One of the major research interests of the CFNMRS group involves the study on thin film deposition, employing various techniques, and the characterization of morphological, structural, and optoelectronic properties. Basic underlying mechanisms in thin films and in low-dimensional samples, like down-to-20-nanometer-sized nanorods and nanospheres, are invoked for describing the relation between sample structure and preparation parameters. Materials ranged from wide-bandgap semiconductors and magnetic films, to thin organic films and biological membranes are also investigated.

The group has long-term experience and appropriate technological installations for deposition by chemical vapour deposition (CVD), rf-plasma enhanced reactive thermal evaporation (PERTE), hybrid pulsed laser deposition (PLD), chemical bath deposition (CBD), and thermal evaporation with subsequent electrolytic transport.
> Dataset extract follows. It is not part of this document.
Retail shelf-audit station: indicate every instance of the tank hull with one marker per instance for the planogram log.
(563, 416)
The classical structural characterization methods like SEM and XRD were complemented by manipulation of aggregates using a special electro-pulsed AFM technique. On the spectroscopic side, both recombination and transport are studied by spectroscopic analysis like photoluminescence and current-voltage characteristics and supported by non-invasive and contactless methods like photocapacitance and transient microwave reflection measurements. Minority carrier transport is accessed by a four-wave mixing scheme using a long-coherence length UV laser.

On a higher level, using simple optoelectronic devices like metal-semiconductor diodes or field-effect transistors, the group studies new material systems and process technologies. Examples are the use of copper oxide films in field-effect transistors, the inclusion of ferroelectric thin films for hysteresis and memory effects, the realization of pixel detectors based and zinc oxide thin films, and the fabrication of solar cells using a new doping procedure.